The French Competition Authority is investigating whether Sanofi-Aventis has acted in an unfair way to prevent generic versions of its blockbuster bloodthinner Plavix gaining market share.

The FCA has agreed to a request brought by the French subsidiary of Israel’s Teva Pharmaceutical Industries to investigate alleged anti-competitive practices by Sanofi. In November last year, Teva filed a complaint saying that these practices had the effect of excluding generic drugs competing with Plavix (clopidogrel).

According to the FCA, Sanofi's communications toward scientists and practitioners “emphasise differences between Plavix and competing generics”. However it is alleged that this has been done “without
revealing that these differences have no impact on the therapeutic efficacy of the product, and that the generic formulation has been fully tested and approved for use by medical authorities across Europe”.

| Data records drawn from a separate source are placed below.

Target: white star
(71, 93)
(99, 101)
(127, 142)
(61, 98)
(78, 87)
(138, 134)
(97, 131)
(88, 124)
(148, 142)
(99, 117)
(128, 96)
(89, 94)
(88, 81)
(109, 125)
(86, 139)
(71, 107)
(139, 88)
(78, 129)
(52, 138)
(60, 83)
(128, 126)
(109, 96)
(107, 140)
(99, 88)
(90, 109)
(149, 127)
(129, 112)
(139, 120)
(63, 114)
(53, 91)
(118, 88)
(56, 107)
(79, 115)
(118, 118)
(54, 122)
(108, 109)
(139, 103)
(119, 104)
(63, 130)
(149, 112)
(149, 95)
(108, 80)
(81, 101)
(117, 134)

Gerard van Odijk, chief executive of Teva Europe, welcomed the ruling, saying that the authority's decision to investigate Sanofi’s behaviour “underlines our view that such practices are likely to prevent access to competition and damage the long-term interests of patients”. The FCA rejected a request from Teva to immediately sanction Sanofi but will launch a probe to see if the latter’s practices constitute legitimate commercial defence or could be interpreted as abusive. The investigation is expected to take several months.

Generic Plavix is already making in-roads into Sanofi’s earnings. The drug, which is partnered with Bristol-Myers Squibb, brought in 535 million euros to the Paris-headquartered firm’s coffers in the first quarter, down 21.3%, and in Europe sales fell 43.5% due to the introduction of competition.